I was responsible to set up the flow for a tourist company. The flow had one queue which was protected by simple username/password (long time ago, it was normal). The credentials were shared with me in an email. The issue was: the guy who shared them was Swedish, and they were in a format: användare lösenord.

I didn’t speak Swedish at that time and just added the credentials. When we launched it on prod we started losing all the messages. After investigation we found out that actual user and password where hidden in whitespaces and became visible on select… It was the way to “secure” them in an email.

And those word just mean “user” and “password” in Swedish.

Terrified,

Senior Developer

A Not-So-Hot Fix in Production

In the heat of applying a hot fix in production. I accidentally deleted all k8s deployments that were in the non-default namespace with just one command. With collaborated efforts from development, we recovered quickly.
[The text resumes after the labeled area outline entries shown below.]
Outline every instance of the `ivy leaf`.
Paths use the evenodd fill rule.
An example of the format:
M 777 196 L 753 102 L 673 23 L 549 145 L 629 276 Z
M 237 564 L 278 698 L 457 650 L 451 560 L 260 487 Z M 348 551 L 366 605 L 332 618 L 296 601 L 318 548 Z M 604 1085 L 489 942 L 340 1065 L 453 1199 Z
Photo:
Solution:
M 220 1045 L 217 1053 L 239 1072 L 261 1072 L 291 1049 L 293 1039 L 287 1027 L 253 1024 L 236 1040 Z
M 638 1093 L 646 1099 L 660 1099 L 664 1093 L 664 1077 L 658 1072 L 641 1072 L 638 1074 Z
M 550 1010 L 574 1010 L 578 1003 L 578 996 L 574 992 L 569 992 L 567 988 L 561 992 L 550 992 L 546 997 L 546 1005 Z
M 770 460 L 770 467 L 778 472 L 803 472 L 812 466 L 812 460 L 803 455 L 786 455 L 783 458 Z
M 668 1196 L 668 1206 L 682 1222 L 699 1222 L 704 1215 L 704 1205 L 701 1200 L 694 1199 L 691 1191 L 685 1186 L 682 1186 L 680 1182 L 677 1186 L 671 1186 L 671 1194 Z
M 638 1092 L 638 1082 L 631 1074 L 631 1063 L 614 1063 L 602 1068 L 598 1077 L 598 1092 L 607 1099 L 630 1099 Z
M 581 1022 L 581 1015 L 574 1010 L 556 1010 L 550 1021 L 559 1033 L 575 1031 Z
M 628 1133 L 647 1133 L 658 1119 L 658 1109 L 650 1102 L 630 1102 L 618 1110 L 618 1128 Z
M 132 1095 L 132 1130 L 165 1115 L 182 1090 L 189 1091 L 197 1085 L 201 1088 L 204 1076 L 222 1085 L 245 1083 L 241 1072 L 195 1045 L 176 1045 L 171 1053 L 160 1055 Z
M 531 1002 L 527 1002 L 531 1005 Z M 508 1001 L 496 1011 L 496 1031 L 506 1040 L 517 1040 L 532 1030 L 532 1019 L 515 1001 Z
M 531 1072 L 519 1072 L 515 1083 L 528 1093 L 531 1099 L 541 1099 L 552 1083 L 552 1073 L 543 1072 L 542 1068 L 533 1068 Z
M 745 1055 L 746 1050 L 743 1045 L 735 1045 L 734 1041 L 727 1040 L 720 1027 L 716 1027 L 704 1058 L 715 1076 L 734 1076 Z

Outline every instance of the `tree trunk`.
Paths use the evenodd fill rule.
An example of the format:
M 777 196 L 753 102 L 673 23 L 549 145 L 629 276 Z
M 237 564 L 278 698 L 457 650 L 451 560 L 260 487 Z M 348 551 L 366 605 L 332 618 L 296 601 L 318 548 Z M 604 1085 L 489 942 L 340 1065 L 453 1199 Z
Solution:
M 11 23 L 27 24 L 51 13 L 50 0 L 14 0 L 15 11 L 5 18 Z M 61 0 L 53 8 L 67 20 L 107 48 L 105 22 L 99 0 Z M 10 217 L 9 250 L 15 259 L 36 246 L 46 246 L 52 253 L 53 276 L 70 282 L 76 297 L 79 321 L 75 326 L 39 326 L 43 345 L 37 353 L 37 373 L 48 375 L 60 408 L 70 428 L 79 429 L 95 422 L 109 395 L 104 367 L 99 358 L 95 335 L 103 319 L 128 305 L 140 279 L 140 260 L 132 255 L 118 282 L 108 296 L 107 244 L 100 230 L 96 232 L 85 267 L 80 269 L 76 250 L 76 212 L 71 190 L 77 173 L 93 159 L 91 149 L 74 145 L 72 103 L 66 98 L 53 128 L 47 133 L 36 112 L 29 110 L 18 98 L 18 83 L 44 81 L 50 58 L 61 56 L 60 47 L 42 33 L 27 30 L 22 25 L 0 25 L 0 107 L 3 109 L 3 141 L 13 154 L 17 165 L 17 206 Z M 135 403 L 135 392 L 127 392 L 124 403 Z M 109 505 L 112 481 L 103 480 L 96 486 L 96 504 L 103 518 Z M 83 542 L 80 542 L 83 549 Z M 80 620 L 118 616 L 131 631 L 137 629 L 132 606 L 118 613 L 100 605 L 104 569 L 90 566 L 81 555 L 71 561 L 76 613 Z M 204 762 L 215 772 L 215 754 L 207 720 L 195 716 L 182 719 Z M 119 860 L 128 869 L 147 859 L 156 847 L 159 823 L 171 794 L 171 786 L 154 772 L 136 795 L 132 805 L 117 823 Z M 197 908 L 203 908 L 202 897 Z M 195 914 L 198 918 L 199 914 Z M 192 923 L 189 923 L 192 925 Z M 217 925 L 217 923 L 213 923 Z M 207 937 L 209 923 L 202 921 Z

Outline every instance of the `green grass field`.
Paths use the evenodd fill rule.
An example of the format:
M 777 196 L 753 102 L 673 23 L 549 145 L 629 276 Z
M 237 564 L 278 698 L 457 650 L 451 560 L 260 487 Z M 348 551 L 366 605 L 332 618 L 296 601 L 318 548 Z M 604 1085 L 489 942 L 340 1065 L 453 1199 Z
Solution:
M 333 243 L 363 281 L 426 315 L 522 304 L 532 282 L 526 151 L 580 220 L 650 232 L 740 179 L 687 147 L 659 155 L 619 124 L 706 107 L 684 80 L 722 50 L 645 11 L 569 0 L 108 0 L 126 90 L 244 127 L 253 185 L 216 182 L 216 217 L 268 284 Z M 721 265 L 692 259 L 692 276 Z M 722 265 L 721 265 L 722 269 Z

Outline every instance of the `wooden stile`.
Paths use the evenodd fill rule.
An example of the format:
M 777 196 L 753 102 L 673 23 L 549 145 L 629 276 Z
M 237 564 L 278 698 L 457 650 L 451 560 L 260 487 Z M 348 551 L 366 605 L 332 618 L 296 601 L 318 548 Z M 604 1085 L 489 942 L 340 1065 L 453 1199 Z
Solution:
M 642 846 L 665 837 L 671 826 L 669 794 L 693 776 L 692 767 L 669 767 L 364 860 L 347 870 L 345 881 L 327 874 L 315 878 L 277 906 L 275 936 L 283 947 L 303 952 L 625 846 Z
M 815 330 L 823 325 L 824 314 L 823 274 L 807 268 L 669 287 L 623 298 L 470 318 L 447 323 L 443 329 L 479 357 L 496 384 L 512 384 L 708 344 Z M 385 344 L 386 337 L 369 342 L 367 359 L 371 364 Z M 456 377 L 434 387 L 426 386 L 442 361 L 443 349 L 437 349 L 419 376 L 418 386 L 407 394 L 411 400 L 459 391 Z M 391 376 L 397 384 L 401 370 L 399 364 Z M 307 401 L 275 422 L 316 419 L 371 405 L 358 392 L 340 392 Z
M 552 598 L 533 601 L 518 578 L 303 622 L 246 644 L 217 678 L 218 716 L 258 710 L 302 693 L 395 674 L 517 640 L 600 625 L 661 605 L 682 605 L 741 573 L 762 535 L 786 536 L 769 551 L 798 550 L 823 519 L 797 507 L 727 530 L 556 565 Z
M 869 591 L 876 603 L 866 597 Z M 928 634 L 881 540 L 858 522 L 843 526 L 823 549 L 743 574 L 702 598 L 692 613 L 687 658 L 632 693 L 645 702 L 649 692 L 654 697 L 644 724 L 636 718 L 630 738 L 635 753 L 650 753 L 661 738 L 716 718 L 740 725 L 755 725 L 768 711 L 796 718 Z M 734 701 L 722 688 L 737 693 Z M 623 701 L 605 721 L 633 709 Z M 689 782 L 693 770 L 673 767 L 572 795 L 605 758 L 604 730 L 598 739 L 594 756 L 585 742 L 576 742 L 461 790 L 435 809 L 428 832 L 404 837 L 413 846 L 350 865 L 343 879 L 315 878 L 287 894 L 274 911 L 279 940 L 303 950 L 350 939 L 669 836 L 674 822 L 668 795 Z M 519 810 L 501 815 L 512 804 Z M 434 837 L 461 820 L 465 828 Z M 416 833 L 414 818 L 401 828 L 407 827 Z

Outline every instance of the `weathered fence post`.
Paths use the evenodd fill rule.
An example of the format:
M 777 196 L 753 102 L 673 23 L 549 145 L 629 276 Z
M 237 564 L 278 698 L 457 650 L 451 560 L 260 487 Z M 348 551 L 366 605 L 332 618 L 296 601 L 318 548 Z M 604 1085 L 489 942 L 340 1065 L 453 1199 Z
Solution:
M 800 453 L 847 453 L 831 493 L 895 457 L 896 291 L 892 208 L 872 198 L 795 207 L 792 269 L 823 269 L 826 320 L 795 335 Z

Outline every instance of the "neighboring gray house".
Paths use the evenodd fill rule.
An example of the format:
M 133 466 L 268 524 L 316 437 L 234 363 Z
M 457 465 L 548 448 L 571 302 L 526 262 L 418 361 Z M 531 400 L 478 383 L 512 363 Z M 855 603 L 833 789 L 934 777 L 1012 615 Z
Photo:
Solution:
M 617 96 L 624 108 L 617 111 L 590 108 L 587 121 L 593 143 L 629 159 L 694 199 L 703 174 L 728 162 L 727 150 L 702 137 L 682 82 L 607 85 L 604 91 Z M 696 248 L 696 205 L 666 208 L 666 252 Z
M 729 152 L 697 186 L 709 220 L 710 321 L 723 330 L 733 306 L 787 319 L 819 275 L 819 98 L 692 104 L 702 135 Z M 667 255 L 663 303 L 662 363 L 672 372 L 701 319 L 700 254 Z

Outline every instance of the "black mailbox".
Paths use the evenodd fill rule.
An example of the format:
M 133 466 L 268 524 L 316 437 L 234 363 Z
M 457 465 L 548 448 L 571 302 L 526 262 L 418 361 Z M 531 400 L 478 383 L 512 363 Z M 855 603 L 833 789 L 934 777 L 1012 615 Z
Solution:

But just a simple kubectl command can wipe almost your whole cluster without any request for confirmation.

Paranoid,

Senior Site Reliability Engineer

A Weekend Ruined By Floppy Disks

A long time ago, when it was still a fairly common and feasible practice to put an entire app’s database on a few floppy disks, I made the mistake of fiddling with the .DBF files without first making a backup. Needless to say, I screwed something up and had to spend the rest of my weekend fixing the files using a C program I cobbled together to gather up all the old data into new tables.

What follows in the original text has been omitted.